A pervasive challenge in Obstetrics is how best to monitor the fetus to ensure “fetal well being”. The ultimate goal is to end up with a healthy baby after delivery. One can listen with a stethoscope like device, a hand held doppler or with continuous electronic fetal monitoring. One can perform an ultrasound. The ability to do this well is a challenge in both low and high resource settings. In high resource settings, we over utilize fetal monitoring and this results in inconvenience and discomfort for the mother, a higher rate of cesarean deliveries and other unnecessary interventions. I have been tempted on occasion to hurl the fetal monitors from the heliport at Duke. In low resource settings, there is often no fetal monitoring. This is almost always due to resource limitations, training and personnel shortages. This paradoxically results in higher rates of cesarean deliveries because obstetric providers cannot reassure themselves that all is well and the smallest of things can prompt an “emergency cesarean”. In our first two months here, we reviewed at least a dozen fetal or neonatal deaths that might have been prevented with fetal monitoring. The loss of a pregnancy is hard on everyone: the patient, her family, the nurses and the doctors. The staff at KCMC were eager to prevent this from happening again and we had discussed some practical means of doing so on a few occasions. It might seem like an easy solution to simply monitor all women in labor or perform a cesarean delivery on all high risk patients. Not a simple task on a ward where there are two patients to a bed and a single nurse looks after 40 patients.
It is rare in medicine that you see teaching efforts bear fruit immediately. We taught the ObGyn residents how to perform and interpret continuous electronic fetal monitoring on Thursday morning of this week. We encouraged its selective use in only high risk patients because of significant resource limitations. That afternoon, a woman presented on referral from a local district hospital. She had experienced eclamptic seizures and had a dangerously high blood pressure prior to transfer. On arrival, she was quickly stabilized and magnesium sulfate was administered to prevent further seizures. A decision needed to be made about delivery: Attempt to induce her labor and deliver normally or expedite the process with a cesarean delivery.
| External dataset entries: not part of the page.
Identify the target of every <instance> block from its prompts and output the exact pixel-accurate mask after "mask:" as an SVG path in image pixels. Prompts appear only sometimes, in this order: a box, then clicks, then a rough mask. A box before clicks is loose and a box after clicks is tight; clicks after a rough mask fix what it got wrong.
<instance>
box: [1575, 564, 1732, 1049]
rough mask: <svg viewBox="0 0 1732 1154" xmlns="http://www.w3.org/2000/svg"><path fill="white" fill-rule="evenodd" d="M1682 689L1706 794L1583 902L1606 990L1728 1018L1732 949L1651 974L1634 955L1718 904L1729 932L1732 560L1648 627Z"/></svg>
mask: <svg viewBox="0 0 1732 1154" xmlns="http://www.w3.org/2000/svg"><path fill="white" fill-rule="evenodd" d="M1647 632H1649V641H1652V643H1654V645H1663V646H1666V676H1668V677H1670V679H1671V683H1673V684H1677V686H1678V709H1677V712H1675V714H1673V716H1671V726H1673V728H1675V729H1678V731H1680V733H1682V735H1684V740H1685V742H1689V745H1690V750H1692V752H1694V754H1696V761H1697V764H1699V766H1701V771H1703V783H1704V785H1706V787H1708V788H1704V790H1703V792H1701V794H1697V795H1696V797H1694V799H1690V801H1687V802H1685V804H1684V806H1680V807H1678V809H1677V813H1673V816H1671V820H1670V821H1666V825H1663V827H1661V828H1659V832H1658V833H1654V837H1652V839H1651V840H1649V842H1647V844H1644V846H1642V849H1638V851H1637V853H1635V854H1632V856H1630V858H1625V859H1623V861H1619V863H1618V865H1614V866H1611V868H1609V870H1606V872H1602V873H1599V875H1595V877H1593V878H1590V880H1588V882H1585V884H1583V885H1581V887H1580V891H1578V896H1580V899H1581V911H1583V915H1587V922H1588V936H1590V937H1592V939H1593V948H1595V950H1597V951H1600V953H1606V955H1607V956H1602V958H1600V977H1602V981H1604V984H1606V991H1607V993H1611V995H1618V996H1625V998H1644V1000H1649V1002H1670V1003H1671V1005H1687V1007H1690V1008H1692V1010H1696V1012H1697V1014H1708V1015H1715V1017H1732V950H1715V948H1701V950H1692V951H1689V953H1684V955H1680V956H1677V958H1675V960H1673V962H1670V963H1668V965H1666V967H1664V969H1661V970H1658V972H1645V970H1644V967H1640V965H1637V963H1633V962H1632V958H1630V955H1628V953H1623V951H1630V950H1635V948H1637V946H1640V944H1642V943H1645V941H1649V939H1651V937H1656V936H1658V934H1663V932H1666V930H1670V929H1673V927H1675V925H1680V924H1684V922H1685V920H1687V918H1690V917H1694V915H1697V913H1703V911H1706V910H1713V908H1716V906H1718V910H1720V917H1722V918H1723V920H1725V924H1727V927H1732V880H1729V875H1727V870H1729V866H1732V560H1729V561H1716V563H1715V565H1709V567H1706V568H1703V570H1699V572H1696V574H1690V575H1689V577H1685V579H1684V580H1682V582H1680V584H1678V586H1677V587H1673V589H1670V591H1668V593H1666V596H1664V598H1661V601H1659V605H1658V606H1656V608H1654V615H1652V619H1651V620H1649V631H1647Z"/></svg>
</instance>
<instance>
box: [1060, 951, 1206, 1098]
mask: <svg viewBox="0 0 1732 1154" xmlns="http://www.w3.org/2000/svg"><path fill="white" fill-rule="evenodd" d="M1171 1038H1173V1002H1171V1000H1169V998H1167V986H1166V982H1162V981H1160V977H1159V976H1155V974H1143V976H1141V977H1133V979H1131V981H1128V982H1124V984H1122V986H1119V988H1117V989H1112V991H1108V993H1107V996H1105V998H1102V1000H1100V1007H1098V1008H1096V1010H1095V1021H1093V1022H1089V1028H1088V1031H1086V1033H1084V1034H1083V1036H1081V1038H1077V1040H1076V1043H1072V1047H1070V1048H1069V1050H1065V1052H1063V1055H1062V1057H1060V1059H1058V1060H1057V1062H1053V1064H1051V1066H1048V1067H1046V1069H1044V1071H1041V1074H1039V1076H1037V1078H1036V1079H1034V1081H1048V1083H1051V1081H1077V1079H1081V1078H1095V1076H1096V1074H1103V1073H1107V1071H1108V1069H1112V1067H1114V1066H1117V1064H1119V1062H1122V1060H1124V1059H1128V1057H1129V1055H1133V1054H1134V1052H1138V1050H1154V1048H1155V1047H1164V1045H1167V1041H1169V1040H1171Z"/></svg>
Already deemed a high risk patient, the residents performed what is called a non-stress test on the fetus with the single electronic fetal monitor system on the labor ward. They had never personally performed this test. The fetal heart tracing was ominous: Late decelerations with no variability followed by a few minutes of bradycardia (slow heart beat) A sign that the fetus was in trouble. This was the kind of tracing one might see in a textbook illustrating what a fetus looks like prior to intra-uterine death.
A cesarean delivery was performed. Dr. Tina Oneko from pediatrics was on hand to resuscitate a floppy looking baby. We have since visited this healthy looking child in the nursery. Her name is Grace.